What are some movies that send a message of religious relativism? I am looking mostly for movies that have clips that illustrate relativism.


----------



## RamistThomist (Mar 6, 2006)

Its not a movie, but the country-western song by Montgomery Gentry, "You do your thing," is relativistic. However, if you watch the video it shows the protagonist taking a baseball bat to a drug dealer. Problem: For a pluralist or a relativist, why do you care what others are doing?


----------



## Presbyrino (Mar 6, 2006)

I can think of a recent, english movie called Match Point. It shows the depths that a man will sink to hide his sins and the coveteousness of his heart. Really brings home the point of what a man will do to his fellow human beings when he is consistent with his morally, relativistic world-view. FYI, it is a rated R movie.
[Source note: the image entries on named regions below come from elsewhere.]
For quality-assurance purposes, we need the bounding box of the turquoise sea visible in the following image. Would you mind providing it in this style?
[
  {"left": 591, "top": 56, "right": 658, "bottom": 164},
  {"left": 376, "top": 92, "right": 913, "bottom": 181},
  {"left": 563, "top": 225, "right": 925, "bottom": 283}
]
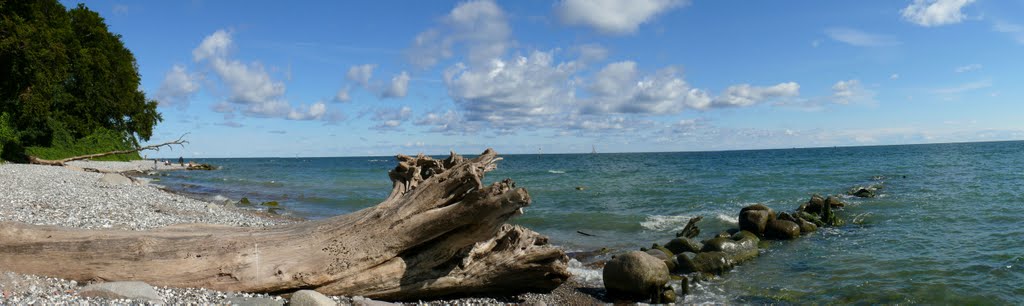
[{"left": 156, "top": 141, "right": 1024, "bottom": 305}]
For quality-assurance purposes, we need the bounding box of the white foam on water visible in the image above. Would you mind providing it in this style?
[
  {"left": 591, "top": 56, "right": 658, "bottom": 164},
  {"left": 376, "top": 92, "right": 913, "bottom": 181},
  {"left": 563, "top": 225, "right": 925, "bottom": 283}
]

[Edited on 3-6-2006 by Presbyrino]


----------



## RamistThomist (Mar 6, 2006)

> _Originally posted by Draught Horse_
> Its not a movie, but the country-western song by Montgomery Gentry, "You do your thing," is relativistic. However, if you watch the video it shows the protagonist taking a baseball bat to a drug dealer. Problem: For a pluralist or a relativist, why do you care what others are doing?



Other than the schizophrenic and inconsistent relativism in the song, it does highlight the good ole boy way of life.


----------